6

Possible Duplicate:
How to auto generate regex from given list of strings?

I have two lists of strings ListA and ListB. I need to generate a regular expression that will match all strings in ListA and will not match any string in ListB.

  • The strings could contain any combination of characters, numbers and punctuation.
  • If a string appears on ListA it is guaranteed that it will not be in the ListB.
  • If a string is not in either of these two lists I don't care what the result of the matching should be.

The lists typically contain thousands of strings, and strings are fairly similar to each other.

I know the trivial answer to this question, which is just generate a regular expression of the form (Str1)|(Str2)|(Str3) where StrN is the string from ListA. But I am looking for a more efficient way to do this.

Ideal solution would be some sort of tool that will take two lists and generate a Java regular expression for this.

Update 1: By "efficient", I mean to generate expression that is shorter than trivial solution. The ideal algorithm would generate the shorted possible expression. Here are some examples.

ListA = { C10 , C15, C195 }
ListB = { Bob, Billy }

The ideal expression would be

/^C1.+$/

Another example, note the third element of ListB

ListA = { C10 , C15, C195 }
ListB = { Bob, Billy, C25 }

The ideal expression is

/^C[^2]{1}.+$/

The last example

ListA = { A , D ,E , F , H } ListB = { B , C , G , I }

The ideal expression is the same as trivial solution which is

/^(A|D|E|F|H)$/

Also, I am not looking for the ideal solution, anything better than trivial would help. I was thinking along the lines of generating the list of trivial solutions, and then try to merge the common substrings while watching that we don't wander into ListB territory.
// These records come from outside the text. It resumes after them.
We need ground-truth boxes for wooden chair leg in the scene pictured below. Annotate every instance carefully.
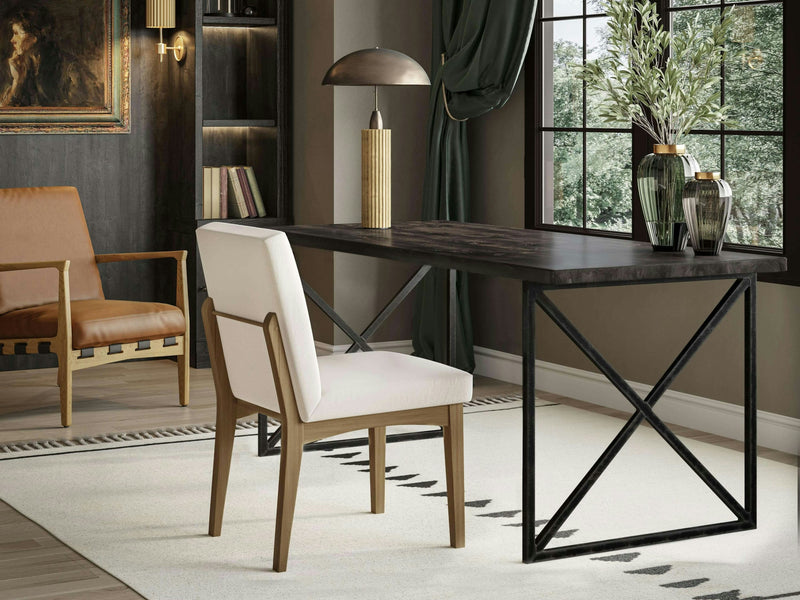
[208,397,236,537]
[58,356,72,427]
[178,354,189,406]
[444,404,464,548]
[369,427,386,515]
[272,421,303,572]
**Update 2*: I am not particularly worried about the time it takes to generate the RegEx, anything under 10 minutes on the modern machine is acceptable

Community
  • 1
  • 1
Vlad
  • 9,180
  • 5
  • 48
  • 67
  • 1
    Why does it need to be a regular expression? If you want a performant matching test, use a [trie](http://en.wikipedia.org/wiki/Trie) – Bergi Oct 14 '12 at 22:16
  • 1
    Are you sure this can be done using only regular expressions ? It seems to me it needs an algorithm. Also this needs more explanation: **" ...a regular expression that will match all strings in ListA and will not match any string in ListB..."** – Tulains Córdova Oct 14 '12 at 22:18
  • 1
    I agree with Bergi -- regex seems like the wrong tool for this. – Ted Hopp Oct 14 '12 at 22:18
  • 2
    What is ListB needed for? If the expression only matches strings from ListA (which are guaranteed not to be in B), why would it need to check additionally for ListB? – Bergi Oct 14 '12 at 22:18
  • Show examples of the lists, so we can see their similarity, and possibly use it to identify a good method for matching – Billy Moon Oct 14 '12 at 22:23
  • @bergi I agree that RegEx is not an ideal solution. But I have no choice, the lists have to be fed into the existing system that only has API to separate the records by RegEx. I didn't write that system, so don't ask me why is that. This is something I have to live with. – Vlad Oct 14 '12 at 22:54
  • @tedHopp Ted, look at my answer to Bergi – Vlad Oct 14 '12 at 22:55
  • @Billy the strings are arbitrary. They might have a common prefix, but the rest is completely random. I am looking into the way to generate regex automatically over arbitrary set of strings. So knowing structure wouldn't help. – Vlad Oct 14 '12 at 22:57
  • 1
    @Vlad, you shouldn't need to worry about things like factoring out common prefixes. The regex library will do that when it compiles the regex into a finite-state machine. – Wyzard Oct 14 '12 at 23:03
  • @Wyzard good to know, still it would be great to how to do it myself. – Vlad Oct 14 '12 at 23:07
  • Last example had `F` in both lists, which contradicts your previous assertion that they never co-exist in both lists. Please clarify. – Billy Moon Oct 15 '12 at 01:41
  • @BillyMoon sorry my bad.. corrected.. – Vlad Oct 15 '12 at 02:02
  • @Vlad you should check the link in the `possible duplicate` comment, it has an implementation in c# that exactly fits with what you are asking. – Billy Moon Oct 15 '12 at 15:04
  • 1
    http://cstheory.stackexchange.com/questions/1854/is-finding-the-minimum-regular-expression-an-np-complete-problem – Andrew Cheong Oct 18 '12 at 18:55
  • @acheong87 wow. That's exactly the answer I was looking for. – Vlad Oct 18 '12 at 20:33

1 Answers1

0

If it's guaranteed that no string will be in both lists, and you don't care about strings that are in neither list, then you just need to match strings in ListA; you can ignore ListB entirely.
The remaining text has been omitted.